Вместе с Ольгой в комнату вошел невысокий, худощавый, даже, можно сказать, щуплый на вид человек лет тридцати с лишним, с небольшими усиками, в пенсне, в солдатской шинели, но с офицерскими погонами, на которых красовалось по одной звездочке. «Прапорщик, а все же ваше благородие!» — Кедрачев встал, опустил руки по швам, стесняясь, что стоит в распоясанной гимнастерке.
— Брат? — с улыбкой глянул на него прапорщик. — Мне ваша сестрица рассказывала о вас. Будем знакомы. Корабельников, — и протянул руку. Кедрачев несмело пожал ее.
— Да вы садитесь, продолжайте пить чай! — Корабельников улыбнулся снова. — Я же вам никакое не начальство — квартирант. Садитесь, садитесь…
— А вы, Валентин Николаич? — спросила Ольга.
— Да и я… — Корабельников снял шинель, оправил мешковато сидящую гимнастерку. — Только минуточку… — Он, осторожно ступая сапогами, направился к двери, ведущей в соседнюю комнату.
— Ксения Андреевна спит, — успела предупредить его Ольга, прежде чем он взялся за ручку двери. — Только недавно заснула…
— Ничего, я не разбужу. — Корабельников осторожно прошел в дверь, плотно закрыв ее за собой.
Через две-три минуты он вернулся — но уже не в гимнастерке, а в старенькой студенческой тужурке с потемневшими пуговицами.
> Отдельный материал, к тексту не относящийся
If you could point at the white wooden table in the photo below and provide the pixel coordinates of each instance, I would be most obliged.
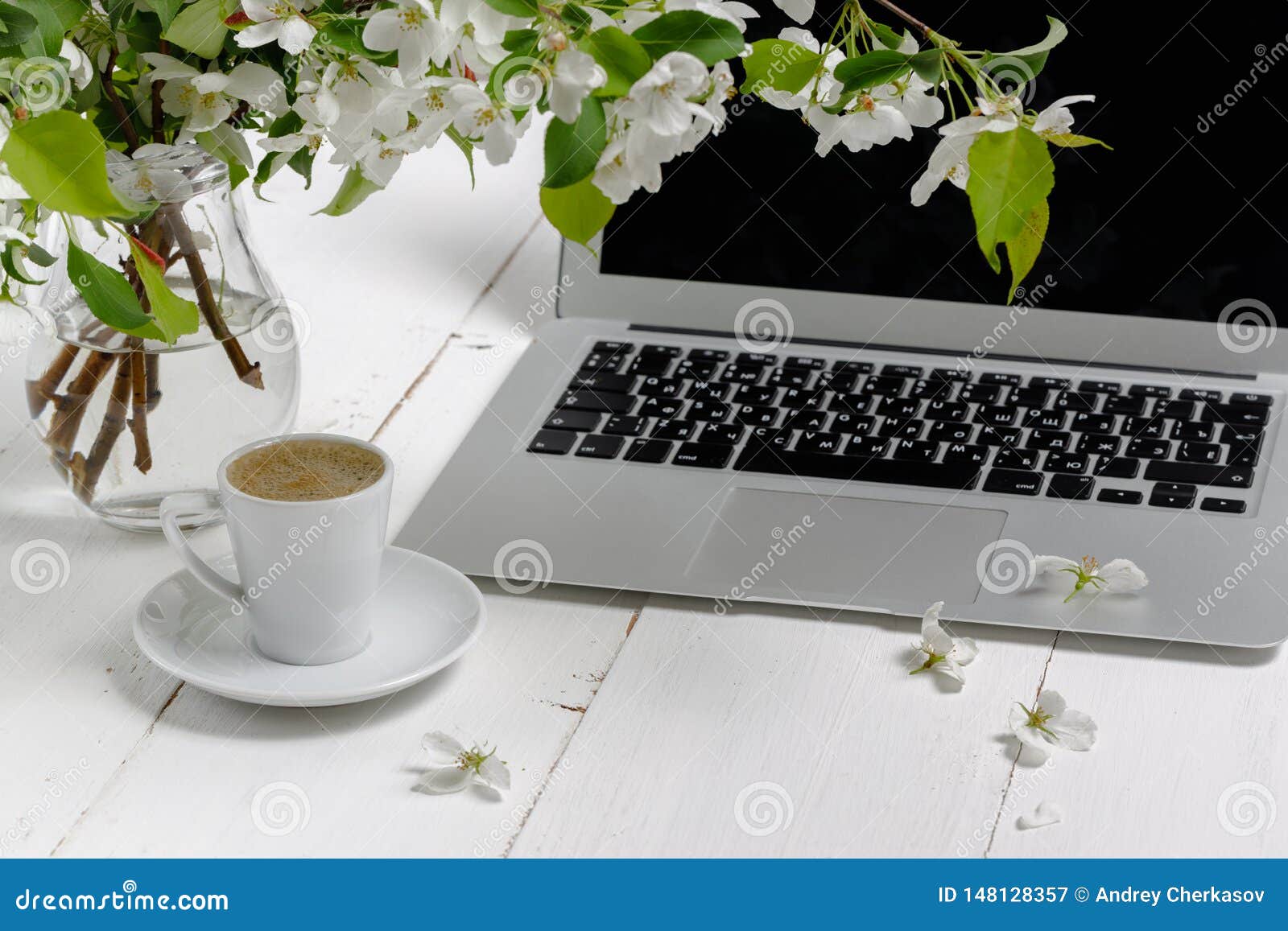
(633, 724)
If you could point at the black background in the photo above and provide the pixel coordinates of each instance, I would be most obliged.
(1172, 223)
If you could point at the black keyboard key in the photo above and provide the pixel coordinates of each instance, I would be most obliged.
(1150, 392)
(1000, 379)
(1198, 474)
(601, 447)
(704, 455)
(1023, 460)
(708, 354)
(555, 442)
(819, 442)
(948, 431)
(1010, 482)
(1049, 439)
(1101, 386)
(1124, 403)
(602, 381)
(803, 362)
(1175, 410)
(667, 409)
(674, 429)
(1071, 463)
(581, 422)
(857, 469)
(1150, 448)
(860, 424)
(708, 411)
(625, 425)
(1117, 468)
(1193, 429)
(1075, 401)
(1143, 428)
(1241, 415)
(1099, 444)
(1120, 496)
(1198, 452)
(757, 415)
(599, 402)
(612, 348)
(996, 415)
(972, 454)
(1171, 495)
(916, 450)
(1071, 487)
(1092, 422)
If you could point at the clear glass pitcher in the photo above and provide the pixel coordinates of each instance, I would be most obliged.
(130, 420)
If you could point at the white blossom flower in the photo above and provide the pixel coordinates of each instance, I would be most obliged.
(576, 75)
(412, 31)
(938, 650)
(452, 766)
(277, 21)
(481, 117)
(800, 10)
(947, 163)
(1117, 576)
(1045, 814)
(1053, 724)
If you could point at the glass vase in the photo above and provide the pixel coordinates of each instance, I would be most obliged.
(129, 420)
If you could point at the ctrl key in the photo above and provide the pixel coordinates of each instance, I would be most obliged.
(554, 442)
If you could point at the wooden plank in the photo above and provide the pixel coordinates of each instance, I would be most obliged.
(1189, 759)
(708, 729)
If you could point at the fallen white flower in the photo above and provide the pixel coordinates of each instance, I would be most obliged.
(943, 653)
(1053, 724)
(452, 768)
(1117, 576)
(1045, 814)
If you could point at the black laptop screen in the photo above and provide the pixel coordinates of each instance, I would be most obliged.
(1185, 216)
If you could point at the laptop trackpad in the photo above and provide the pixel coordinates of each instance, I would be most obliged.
(845, 551)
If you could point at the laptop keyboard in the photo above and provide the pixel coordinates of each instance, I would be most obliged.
(779, 414)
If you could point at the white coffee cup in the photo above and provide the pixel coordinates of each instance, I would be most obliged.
(308, 570)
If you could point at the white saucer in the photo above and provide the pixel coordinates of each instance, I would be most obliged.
(427, 616)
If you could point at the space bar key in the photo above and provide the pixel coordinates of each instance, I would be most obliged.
(856, 468)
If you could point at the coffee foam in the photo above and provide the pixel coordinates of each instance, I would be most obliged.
(306, 470)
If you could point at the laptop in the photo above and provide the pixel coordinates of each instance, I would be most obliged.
(777, 381)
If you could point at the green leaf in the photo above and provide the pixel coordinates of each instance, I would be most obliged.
(1073, 141)
(1023, 250)
(579, 212)
(515, 8)
(573, 150)
(873, 68)
(109, 295)
(778, 64)
(200, 27)
(1010, 175)
(1034, 56)
(621, 57)
(353, 191)
(706, 38)
(173, 315)
(61, 161)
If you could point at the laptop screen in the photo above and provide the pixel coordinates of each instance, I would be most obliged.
(1187, 214)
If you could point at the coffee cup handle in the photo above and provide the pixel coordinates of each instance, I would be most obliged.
(175, 506)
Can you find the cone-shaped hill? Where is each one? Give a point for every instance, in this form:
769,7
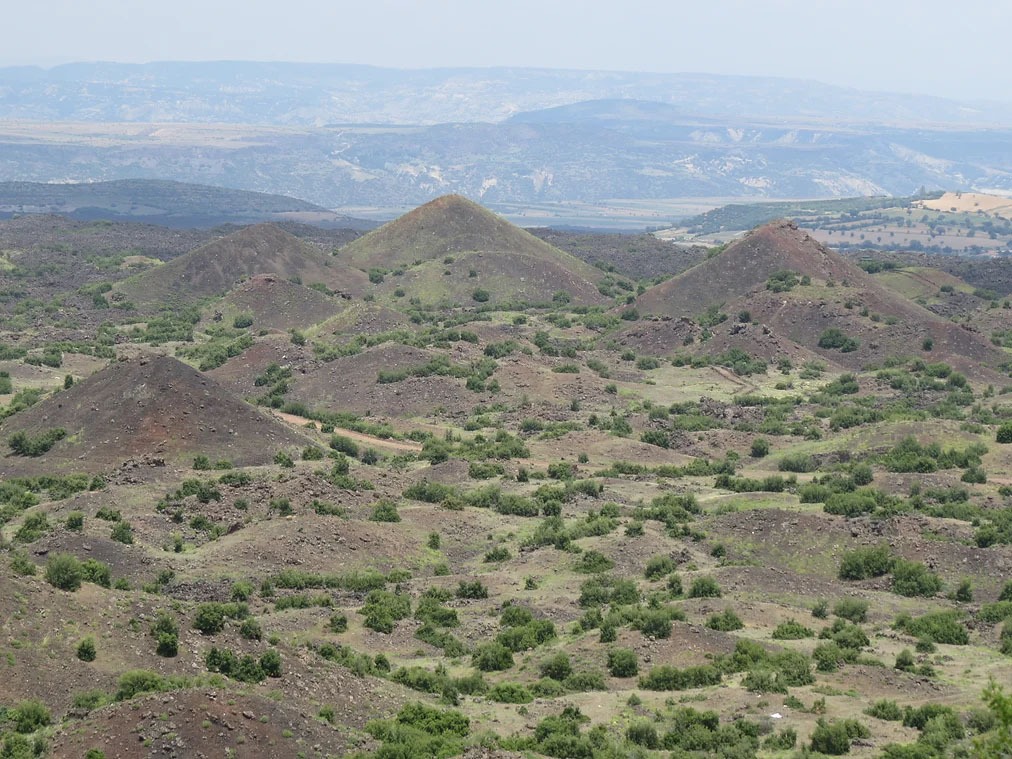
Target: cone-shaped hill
275,304
155,406
215,268
447,249
778,280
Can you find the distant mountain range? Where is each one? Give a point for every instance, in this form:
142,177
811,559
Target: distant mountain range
352,136
317,94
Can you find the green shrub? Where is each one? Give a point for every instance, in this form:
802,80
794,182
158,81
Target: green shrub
29,715
166,631
884,709
557,667
665,677
938,626
251,629
473,589
704,587
385,511
96,572
643,733
64,571
861,564
791,630
23,444
32,527
914,579
834,338
854,609
834,738
20,565
583,681
659,566
86,650
510,692
383,609
797,462
725,621
344,445
592,562
122,532
492,657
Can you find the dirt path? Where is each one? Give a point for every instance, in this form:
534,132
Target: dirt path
404,445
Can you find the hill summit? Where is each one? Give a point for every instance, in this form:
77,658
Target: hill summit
451,246
156,406
746,264
218,266
779,278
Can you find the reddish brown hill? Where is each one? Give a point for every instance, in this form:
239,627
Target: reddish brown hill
840,296
217,267
451,246
746,264
155,406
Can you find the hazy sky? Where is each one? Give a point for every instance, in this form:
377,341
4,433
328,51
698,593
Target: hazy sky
937,47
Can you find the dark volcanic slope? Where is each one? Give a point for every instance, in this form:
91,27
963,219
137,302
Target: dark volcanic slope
277,304
641,256
841,296
217,267
745,265
155,406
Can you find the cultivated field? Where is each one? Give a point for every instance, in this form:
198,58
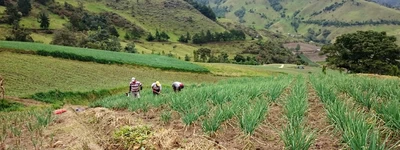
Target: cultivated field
308,50
155,61
313,111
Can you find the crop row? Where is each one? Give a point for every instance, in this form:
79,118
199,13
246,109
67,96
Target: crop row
381,95
101,56
17,129
244,98
296,135
358,130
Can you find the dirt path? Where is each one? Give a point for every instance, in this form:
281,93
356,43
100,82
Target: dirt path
26,102
69,131
317,120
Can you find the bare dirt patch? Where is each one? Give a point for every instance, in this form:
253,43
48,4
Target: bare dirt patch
318,121
26,102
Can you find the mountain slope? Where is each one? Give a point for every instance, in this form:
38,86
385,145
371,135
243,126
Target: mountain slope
289,16
389,3
175,17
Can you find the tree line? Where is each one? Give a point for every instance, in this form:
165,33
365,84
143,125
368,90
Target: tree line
203,9
356,23
207,37
380,55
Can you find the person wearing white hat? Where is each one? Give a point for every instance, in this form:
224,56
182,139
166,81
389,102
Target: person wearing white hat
134,88
2,90
177,86
156,86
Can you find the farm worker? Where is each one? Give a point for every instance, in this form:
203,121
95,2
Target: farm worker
2,90
156,88
324,69
134,88
177,86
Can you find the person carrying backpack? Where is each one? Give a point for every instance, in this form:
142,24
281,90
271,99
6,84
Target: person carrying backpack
156,88
134,88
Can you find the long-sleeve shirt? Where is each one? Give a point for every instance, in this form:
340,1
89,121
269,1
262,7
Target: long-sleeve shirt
155,87
135,86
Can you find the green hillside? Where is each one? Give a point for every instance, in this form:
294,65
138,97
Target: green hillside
174,17
289,16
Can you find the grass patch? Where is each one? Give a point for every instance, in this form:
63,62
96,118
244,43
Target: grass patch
26,75
234,70
310,63
7,106
162,62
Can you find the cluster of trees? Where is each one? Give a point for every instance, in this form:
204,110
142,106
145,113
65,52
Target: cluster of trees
240,59
97,39
395,4
356,23
13,14
332,7
275,4
205,10
161,37
185,39
312,36
206,55
365,52
220,11
260,53
240,13
202,37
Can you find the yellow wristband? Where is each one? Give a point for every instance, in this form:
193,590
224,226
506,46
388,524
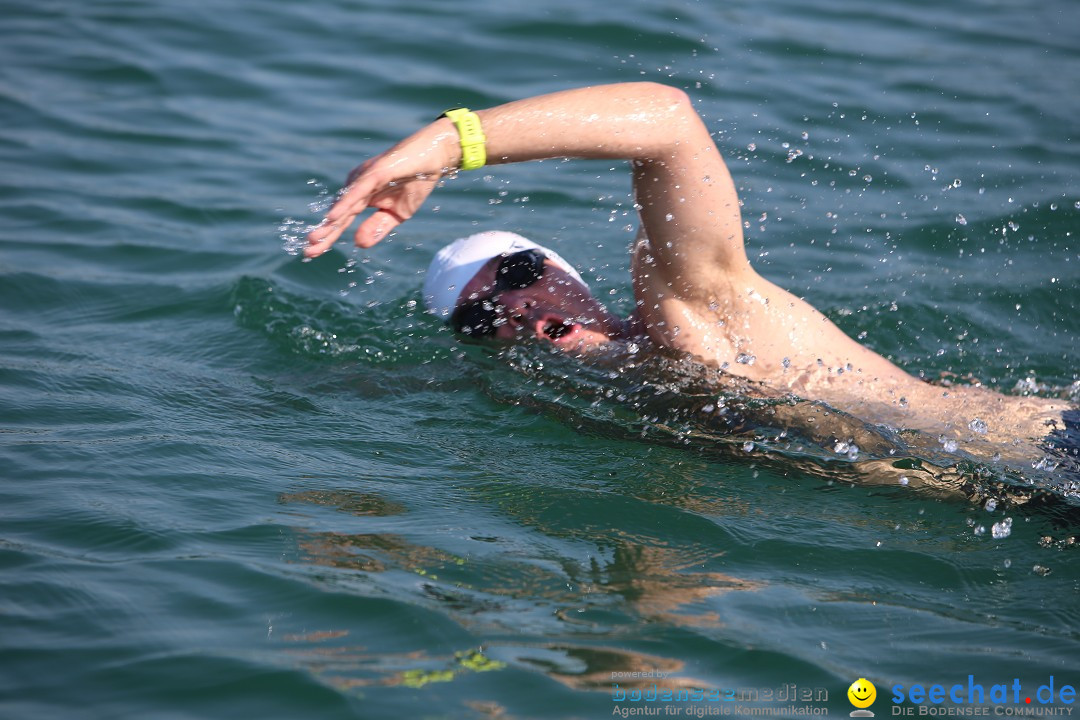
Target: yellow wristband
473,152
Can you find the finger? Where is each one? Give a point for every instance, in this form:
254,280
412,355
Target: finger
376,228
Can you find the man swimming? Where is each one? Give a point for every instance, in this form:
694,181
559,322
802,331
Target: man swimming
696,291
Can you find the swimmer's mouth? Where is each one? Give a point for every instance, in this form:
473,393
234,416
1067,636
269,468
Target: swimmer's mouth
555,329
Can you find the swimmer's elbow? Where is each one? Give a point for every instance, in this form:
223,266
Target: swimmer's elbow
674,98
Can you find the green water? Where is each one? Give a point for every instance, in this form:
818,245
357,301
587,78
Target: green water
239,485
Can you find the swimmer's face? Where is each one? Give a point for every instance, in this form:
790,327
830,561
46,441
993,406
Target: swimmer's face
553,308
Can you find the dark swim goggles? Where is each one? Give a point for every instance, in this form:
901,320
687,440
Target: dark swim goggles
480,317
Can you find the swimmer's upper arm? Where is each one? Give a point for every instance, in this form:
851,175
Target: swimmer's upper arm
689,206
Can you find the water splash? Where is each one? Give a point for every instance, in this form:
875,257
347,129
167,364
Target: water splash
294,231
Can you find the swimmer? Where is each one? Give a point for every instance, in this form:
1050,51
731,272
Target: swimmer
696,291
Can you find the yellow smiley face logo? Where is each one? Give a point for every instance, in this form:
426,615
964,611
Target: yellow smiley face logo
862,693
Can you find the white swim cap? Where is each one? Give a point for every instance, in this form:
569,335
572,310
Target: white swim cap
457,263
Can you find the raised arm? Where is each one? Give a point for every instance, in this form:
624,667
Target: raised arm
689,207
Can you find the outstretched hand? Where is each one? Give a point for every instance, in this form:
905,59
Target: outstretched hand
394,185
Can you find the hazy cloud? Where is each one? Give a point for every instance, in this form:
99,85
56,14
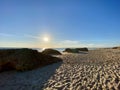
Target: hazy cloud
6,35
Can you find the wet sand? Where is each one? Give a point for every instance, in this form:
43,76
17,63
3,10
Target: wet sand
95,70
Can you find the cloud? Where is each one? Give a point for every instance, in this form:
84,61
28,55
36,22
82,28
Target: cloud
32,36
6,35
70,42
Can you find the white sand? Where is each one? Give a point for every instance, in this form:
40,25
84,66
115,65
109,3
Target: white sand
97,70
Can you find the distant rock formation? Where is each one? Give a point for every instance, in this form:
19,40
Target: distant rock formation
24,59
51,52
75,50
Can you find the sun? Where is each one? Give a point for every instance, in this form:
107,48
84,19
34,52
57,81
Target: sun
46,39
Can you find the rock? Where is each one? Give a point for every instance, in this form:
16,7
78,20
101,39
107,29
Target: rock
51,52
24,59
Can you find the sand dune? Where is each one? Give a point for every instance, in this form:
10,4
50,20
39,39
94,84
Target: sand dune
95,70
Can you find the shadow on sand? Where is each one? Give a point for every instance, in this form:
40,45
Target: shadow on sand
29,80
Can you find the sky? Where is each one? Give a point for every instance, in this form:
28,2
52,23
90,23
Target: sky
65,23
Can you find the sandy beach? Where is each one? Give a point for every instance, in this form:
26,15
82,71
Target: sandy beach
95,70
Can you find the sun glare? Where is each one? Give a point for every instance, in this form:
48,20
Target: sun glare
46,39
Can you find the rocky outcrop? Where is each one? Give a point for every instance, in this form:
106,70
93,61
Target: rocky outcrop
51,52
24,59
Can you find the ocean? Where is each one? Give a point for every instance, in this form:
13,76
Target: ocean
41,49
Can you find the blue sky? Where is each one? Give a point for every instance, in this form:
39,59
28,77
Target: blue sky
67,23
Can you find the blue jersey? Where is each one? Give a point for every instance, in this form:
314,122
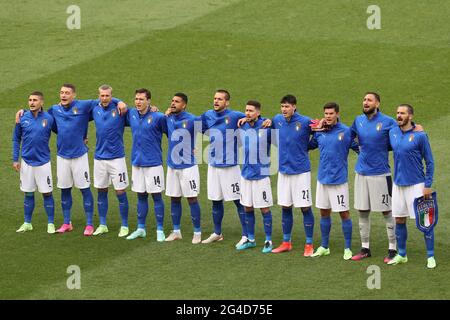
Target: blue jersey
223,141
334,146
34,134
72,126
410,148
181,133
109,126
373,139
293,137
147,130
256,146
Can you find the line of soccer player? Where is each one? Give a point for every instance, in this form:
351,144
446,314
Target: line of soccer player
372,135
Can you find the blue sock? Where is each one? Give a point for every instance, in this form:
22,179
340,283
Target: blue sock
142,209
250,221
429,242
308,224
241,213
176,214
287,220
159,210
347,230
66,203
123,208
28,206
102,206
401,233
325,227
195,216
49,205
88,203
217,216
267,220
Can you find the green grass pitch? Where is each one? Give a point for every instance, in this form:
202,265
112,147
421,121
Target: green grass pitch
318,50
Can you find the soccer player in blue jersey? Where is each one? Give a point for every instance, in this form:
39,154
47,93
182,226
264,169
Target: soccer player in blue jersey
373,183
256,191
147,128
33,134
410,149
223,168
109,159
332,178
72,166
294,177
183,178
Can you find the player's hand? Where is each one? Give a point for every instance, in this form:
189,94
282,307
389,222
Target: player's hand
122,108
267,123
16,166
19,114
318,125
427,193
242,121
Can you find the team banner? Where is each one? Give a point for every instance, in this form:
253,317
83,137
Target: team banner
426,211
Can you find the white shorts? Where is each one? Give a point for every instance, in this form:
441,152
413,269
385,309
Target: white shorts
73,172
256,193
223,183
40,176
332,196
373,192
403,199
294,189
107,171
183,182
147,179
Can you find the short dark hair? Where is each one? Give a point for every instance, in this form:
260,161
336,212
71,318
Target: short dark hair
376,95
331,105
409,107
37,93
289,98
254,103
143,90
182,96
226,93
69,85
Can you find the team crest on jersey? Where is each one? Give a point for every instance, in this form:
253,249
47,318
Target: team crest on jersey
379,126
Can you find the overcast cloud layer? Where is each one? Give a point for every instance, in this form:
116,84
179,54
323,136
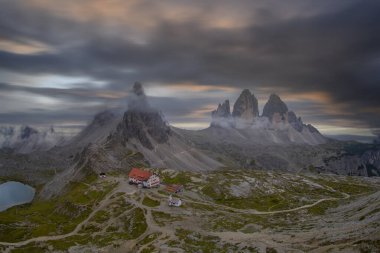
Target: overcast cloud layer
62,61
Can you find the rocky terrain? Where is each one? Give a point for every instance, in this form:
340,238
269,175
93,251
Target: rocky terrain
254,183
223,211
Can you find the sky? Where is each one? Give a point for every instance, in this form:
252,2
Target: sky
63,61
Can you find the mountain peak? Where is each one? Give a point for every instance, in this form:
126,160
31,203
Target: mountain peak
246,106
137,100
138,89
274,105
223,110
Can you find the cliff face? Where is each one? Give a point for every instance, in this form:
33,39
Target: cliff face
142,122
276,116
246,106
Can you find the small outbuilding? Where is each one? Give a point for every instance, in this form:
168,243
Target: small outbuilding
174,188
174,202
146,178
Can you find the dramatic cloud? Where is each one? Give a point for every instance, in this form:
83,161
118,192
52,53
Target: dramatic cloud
322,57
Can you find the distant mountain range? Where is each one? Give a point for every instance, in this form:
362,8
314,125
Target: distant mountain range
275,140
26,139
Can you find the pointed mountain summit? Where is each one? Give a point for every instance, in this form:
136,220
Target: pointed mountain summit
273,106
223,110
142,122
246,106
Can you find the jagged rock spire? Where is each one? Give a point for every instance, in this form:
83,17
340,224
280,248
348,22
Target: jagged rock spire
222,111
274,105
246,106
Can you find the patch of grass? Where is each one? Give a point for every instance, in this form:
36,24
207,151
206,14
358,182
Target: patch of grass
180,178
322,207
191,241
161,218
56,216
149,238
150,202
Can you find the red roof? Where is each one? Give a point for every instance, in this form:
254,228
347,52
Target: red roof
138,174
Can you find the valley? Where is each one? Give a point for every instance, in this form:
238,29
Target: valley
223,211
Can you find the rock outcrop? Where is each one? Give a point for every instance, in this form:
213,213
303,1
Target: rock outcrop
295,122
142,122
223,110
275,106
246,106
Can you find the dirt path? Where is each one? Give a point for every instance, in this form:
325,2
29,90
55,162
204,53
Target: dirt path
253,211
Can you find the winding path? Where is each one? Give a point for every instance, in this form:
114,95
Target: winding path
123,187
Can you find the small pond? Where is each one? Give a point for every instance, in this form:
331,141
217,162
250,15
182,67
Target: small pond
15,193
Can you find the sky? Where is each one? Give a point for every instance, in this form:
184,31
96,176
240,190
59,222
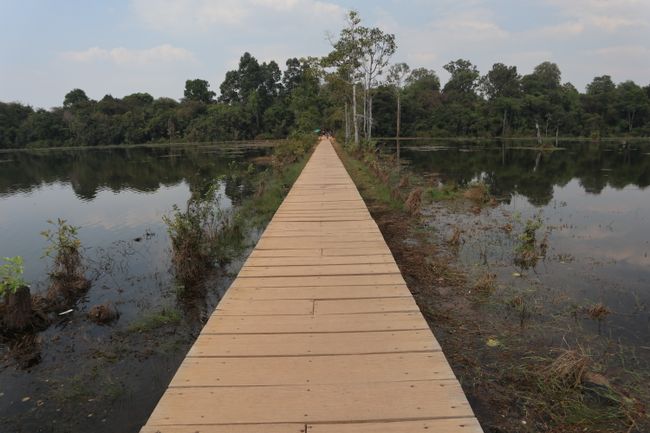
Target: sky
119,47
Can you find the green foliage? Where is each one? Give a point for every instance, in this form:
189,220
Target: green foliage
448,191
529,250
64,248
259,100
63,239
11,275
194,233
152,321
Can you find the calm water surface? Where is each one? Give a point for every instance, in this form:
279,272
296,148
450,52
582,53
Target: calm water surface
85,377
594,202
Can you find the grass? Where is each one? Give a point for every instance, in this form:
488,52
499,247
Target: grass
366,180
155,320
526,385
444,192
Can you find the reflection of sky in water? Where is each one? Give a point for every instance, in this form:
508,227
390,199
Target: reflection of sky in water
612,225
599,240
111,216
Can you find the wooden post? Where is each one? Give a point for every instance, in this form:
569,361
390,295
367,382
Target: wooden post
18,309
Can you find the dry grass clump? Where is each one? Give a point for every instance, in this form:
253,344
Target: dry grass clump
486,284
455,238
569,368
598,311
477,193
414,201
103,314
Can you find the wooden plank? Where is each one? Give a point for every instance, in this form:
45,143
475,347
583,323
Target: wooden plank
312,403
257,307
318,293
318,333
454,425
324,280
339,269
380,305
218,324
318,260
348,343
231,428
315,370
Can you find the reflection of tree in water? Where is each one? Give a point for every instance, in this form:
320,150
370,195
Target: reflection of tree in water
141,169
534,174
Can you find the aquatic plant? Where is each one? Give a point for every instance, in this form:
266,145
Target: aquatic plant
414,201
478,192
528,250
598,312
11,275
67,277
194,233
16,313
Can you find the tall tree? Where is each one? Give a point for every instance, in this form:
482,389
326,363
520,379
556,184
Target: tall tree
396,78
376,49
198,90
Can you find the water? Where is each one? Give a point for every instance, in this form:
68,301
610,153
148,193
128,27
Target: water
80,376
593,201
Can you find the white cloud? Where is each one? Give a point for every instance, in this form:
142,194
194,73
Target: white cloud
607,15
188,15
562,30
125,56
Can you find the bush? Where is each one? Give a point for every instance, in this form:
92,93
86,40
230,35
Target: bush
67,273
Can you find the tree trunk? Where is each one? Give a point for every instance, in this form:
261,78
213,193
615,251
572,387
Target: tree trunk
347,123
18,309
399,119
365,111
546,129
369,116
354,114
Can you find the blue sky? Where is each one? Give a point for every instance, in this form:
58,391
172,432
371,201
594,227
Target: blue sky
123,46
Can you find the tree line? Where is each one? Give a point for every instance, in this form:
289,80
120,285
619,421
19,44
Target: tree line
353,90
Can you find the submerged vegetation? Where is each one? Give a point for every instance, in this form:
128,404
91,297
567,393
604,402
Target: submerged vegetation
67,279
206,235
520,362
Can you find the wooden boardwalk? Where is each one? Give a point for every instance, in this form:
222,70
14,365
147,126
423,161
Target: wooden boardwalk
317,334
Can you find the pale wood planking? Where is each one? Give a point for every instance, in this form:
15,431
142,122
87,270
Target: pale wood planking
320,293
336,269
346,343
457,425
318,333
316,370
371,401
279,324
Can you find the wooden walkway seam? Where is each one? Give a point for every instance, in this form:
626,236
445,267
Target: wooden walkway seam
318,333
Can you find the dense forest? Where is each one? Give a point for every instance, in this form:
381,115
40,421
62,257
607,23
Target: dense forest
355,81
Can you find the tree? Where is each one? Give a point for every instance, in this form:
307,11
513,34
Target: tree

Заметив удивленный взгляд Ефима, улыбнулся:
— Надоедает быть казенным человеком… — И присел к столу, попросил: — Налейте и мне чайку, Олечка!
Ольга поставила перед Корабельниковым большую, расписанную цветами чашку — любимую чашку покойной тетки, и Ефим улыбнулся: «Уважает сеструха нашего квартиранта! Никому этой чашки не давала…»
— Редко, я вижу, вас отпускают, — сказал Ефиму Корабельников. — Олечка вас ждала-ждала на той неделе…
— Так я на губу угодил.
— Ой, а мне и не сказал! — воскликнула Ольга.